Slow Cooker Blueberry Peach Cobbler



Ingredients

For the fruit:

  • 14 ounces (about 4 cups) frozen or fresh peaches (peeled and sliced if fresh)
  • 9 ounces (2 cups) frozen or fresh blueberries
  • 2 tablespoons packed light brown sugar
  • ¼ cup honey
  • 1 teaspoon vanilla extract

For the cobbler dough:

  • 1 cup white whole wheat or all purpose flour
  • 3 tablespoons brown sugar
  • 1 ½ teaspoons baking powder
  • 1 teaspoon cinnamon
  • ¼ teaspoon salt
  • ¼ cup cold unsalted butter (4 tablespoons) cut into small cubes
  • ¼ cup milk
  • 1 teaspoon vanilla extract

Instructions

Make the fruit mixture:

  • Combine peaches, blueberries, brown sugar, honey, and vanilla in a large bowl. Stir and then set aside. It's ok if the honey and sugar aren't evenly distributed yet, as you will stir them again after you make the cobbler dough.

Make the cobbler dough:

  • In a medium bowl, whisk together the whole wheat flour, brown sugar, baking powder, cinnamon, and salt.
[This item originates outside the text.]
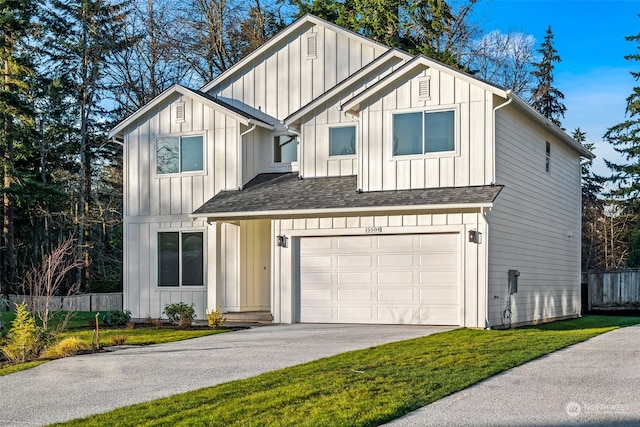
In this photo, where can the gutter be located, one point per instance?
(321, 212)
(240, 162)
(493, 148)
Using a pastry blender or your fingertips, cut in the butter until it is the size of small peas. Combine the milk and vanilla and then stir into the flour mixture until the dough comes together.
  • Lightly spray the bottom of the slow cooker with cooking spray. Crumble the dough evenly over the bottom of the slow cooker. Stir the fruit to make sure it's evenly coated with the honey and brown sugar, and then place on top of the dough.
  • Cover and cook on high for 2 ½ hours until filling is hot and bubbly. Serve warm, with ice cream if desired. Enjoy!